Pourtant cette infestation a plus tendance à rappeler une banale attaque de zombies, qui rassemblent, cette fois sans interprétations vaseuses, tous les traits caractéristiques des Schtroumpfs Noirs. Et la couleur noir (en considérant que le noir est une couleur) fait écho aux croyances populaires du mal allégorisé par le noir, la magie noire etc. De plus l’album est paru en 1963, époque où l’hégémonie colonialiste et la doxa s’y associant commençaient largement à s’estomper. Peyo, à la différence d’Hergé, ne pourra donc même être taxé de reflet de son temps sur ce point-ci.

Une fille aryenne dans une société sexiste ? Huuumm…

Passons sur la polémique liée à Gargamelle, juif  machiavélique au nez crochus et à la cupidité en fait caractéristique de la figure des… sorciers. D’ailleurs Peyo était tellement antisémite qu’il a donné le nom de la femme juive de son meilleur ami au chat de l’infâme personnage… Ou quand l’analyse vire à l’obsession…

Par contre le cas de la Schtroumpfette est largement plus intéressant. Voyons un peu, c’est une fille un peu nunuche, bien manipulatrice, très séductrice, et extrêmement blonde. Pourquoi blonde ? Pourquoi pas ? Non ce n’est pas suffisant. Blonde parce qu’en étant unique elle représente la perfection du genre féminin pour son auteur, pour le village des Schtroumpfs… Ou pour la société ? De là à y voir l’apologie de la race aryenne il n’y a qu’un pas. D’autant que cette Schtroumpfette est un élément à part dans la société. Il y a un Schtroumpf boulanger, un Schtroumpf ébéniste, un Schtroumpf mécano… et un Schtroumpf fille. Qui doit rester à la maison préparer des petits plats. Qui doit être coquette. Qui doit s’évertuer à semer la zizanie par sa bêtise ou ses talents de séductrice dans un climat masculin de franche camaraderie. Le parfait Schtroumpf femme au foyer, parce que, mine de rien, la société en a quand même besoin. Surtout quand ces membres partent en campagne, loin de leurs précieuses terres, pour chercher leurs ressources vitales.

Encore une fois le délire est poussé extrêmement loin, mais ici aucun contre argument vraiment résilient ne fait surface.
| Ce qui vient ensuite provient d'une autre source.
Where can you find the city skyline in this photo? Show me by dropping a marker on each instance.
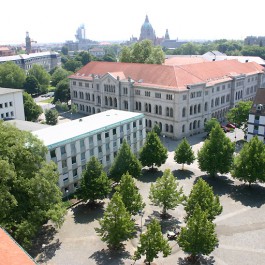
(119, 20)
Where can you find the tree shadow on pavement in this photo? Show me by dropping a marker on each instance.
(109, 257)
(150, 175)
(201, 261)
(44, 237)
(182, 174)
(85, 213)
(221, 184)
(252, 196)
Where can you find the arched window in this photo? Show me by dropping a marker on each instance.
(171, 112)
(205, 106)
(184, 112)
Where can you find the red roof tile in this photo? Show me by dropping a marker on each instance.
(11, 253)
(175, 77)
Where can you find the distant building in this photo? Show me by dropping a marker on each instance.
(97, 52)
(98, 135)
(11, 104)
(6, 51)
(180, 99)
(256, 119)
(11, 252)
(49, 60)
(253, 40)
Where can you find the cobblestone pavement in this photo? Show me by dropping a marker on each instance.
(240, 228)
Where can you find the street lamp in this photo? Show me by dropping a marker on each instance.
(141, 213)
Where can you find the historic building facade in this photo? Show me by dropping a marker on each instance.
(256, 120)
(72, 144)
(180, 99)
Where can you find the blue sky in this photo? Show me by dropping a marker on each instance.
(57, 21)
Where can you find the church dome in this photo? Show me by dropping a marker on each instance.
(147, 31)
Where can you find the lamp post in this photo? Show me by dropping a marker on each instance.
(141, 213)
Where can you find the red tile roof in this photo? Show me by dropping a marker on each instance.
(167, 76)
(11, 253)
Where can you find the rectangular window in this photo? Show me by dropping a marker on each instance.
(53, 154)
(73, 160)
(64, 163)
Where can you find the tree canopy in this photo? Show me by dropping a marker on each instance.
(184, 154)
(165, 192)
(51, 116)
(151, 243)
(29, 193)
(202, 194)
(130, 195)
(11, 75)
(216, 154)
(153, 152)
(31, 109)
(124, 162)
(116, 225)
(142, 52)
(199, 236)
(95, 185)
(249, 164)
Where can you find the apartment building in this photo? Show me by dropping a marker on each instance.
(180, 99)
(72, 144)
(11, 104)
(256, 120)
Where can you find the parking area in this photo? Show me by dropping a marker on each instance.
(240, 227)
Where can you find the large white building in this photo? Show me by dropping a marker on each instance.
(72, 144)
(180, 99)
(256, 120)
(11, 104)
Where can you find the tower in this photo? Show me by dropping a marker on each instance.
(28, 43)
(147, 31)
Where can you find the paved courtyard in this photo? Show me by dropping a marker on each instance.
(240, 227)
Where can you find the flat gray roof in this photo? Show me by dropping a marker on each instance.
(27, 125)
(4, 90)
(70, 131)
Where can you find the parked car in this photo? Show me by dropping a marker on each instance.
(230, 125)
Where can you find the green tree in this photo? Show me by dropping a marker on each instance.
(165, 192)
(199, 236)
(184, 153)
(153, 152)
(31, 109)
(116, 225)
(95, 185)
(51, 116)
(151, 243)
(29, 193)
(59, 75)
(62, 91)
(203, 195)
(239, 114)
(216, 154)
(249, 165)
(210, 124)
(41, 75)
(124, 162)
(72, 65)
(11, 75)
(130, 195)
(64, 50)
(31, 85)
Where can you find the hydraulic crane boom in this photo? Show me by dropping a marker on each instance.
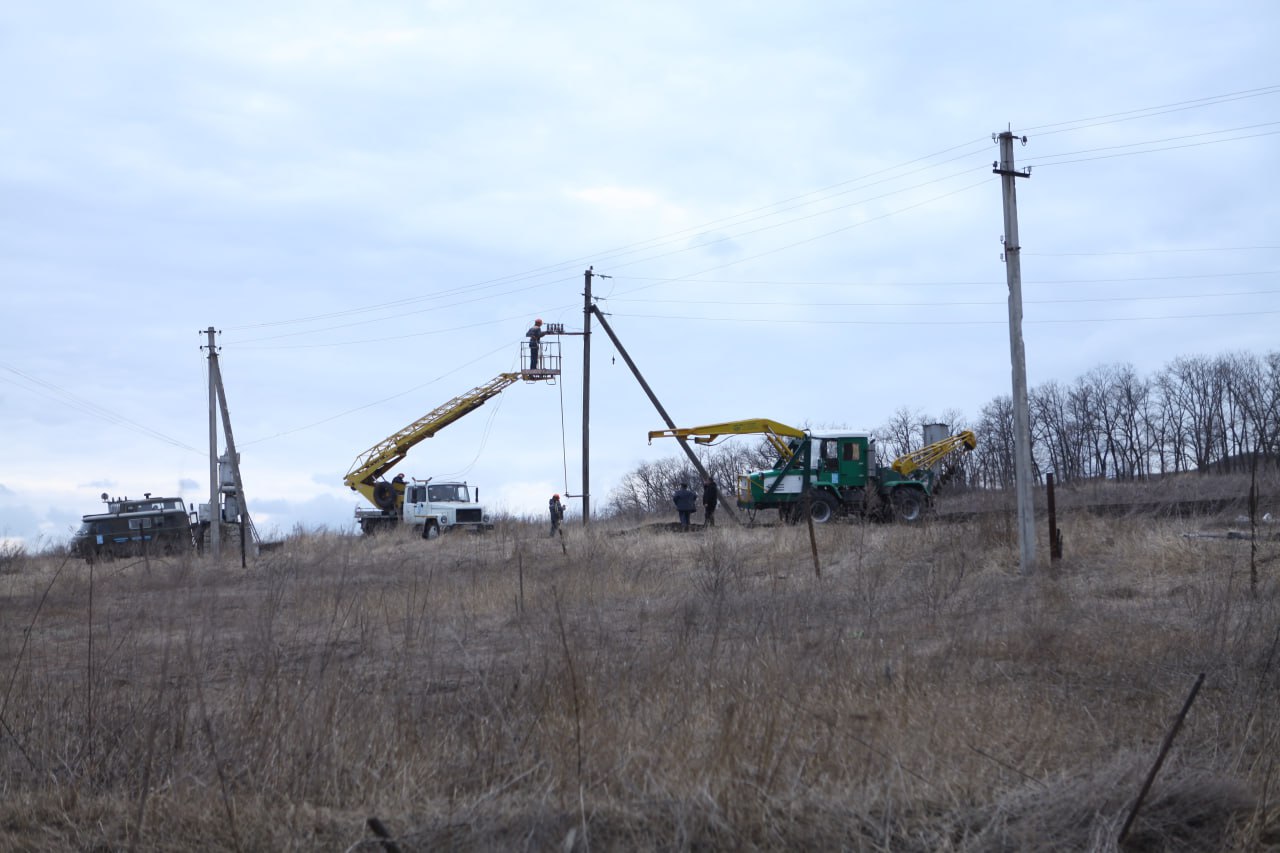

La Schtroumpfette ferait partie des personnages éminemment comiques, comme le schtroumpf farceur ou le schtroumpf à lunette, ce qui cautionnerait son caractère un peu nunuche ? Son portrait serait une analyse profonde (et très intéressante) de la condition féminine soumise à l’attention libidinale pressante d’un grand nombre de leur congénère ? Ces solutions manquent malheureusement de bases solides. Esquive habile du côté de l’auteur, Peyo aurait « énormément travaillé avant d’obtenir ce qu’il voulait, c’est peut-être pour cela qu’il n’y en a qu’une! » aux dires de son fils Thierry Culliford qui depuis sa mort reprend son œuvre avec le plus grand soin.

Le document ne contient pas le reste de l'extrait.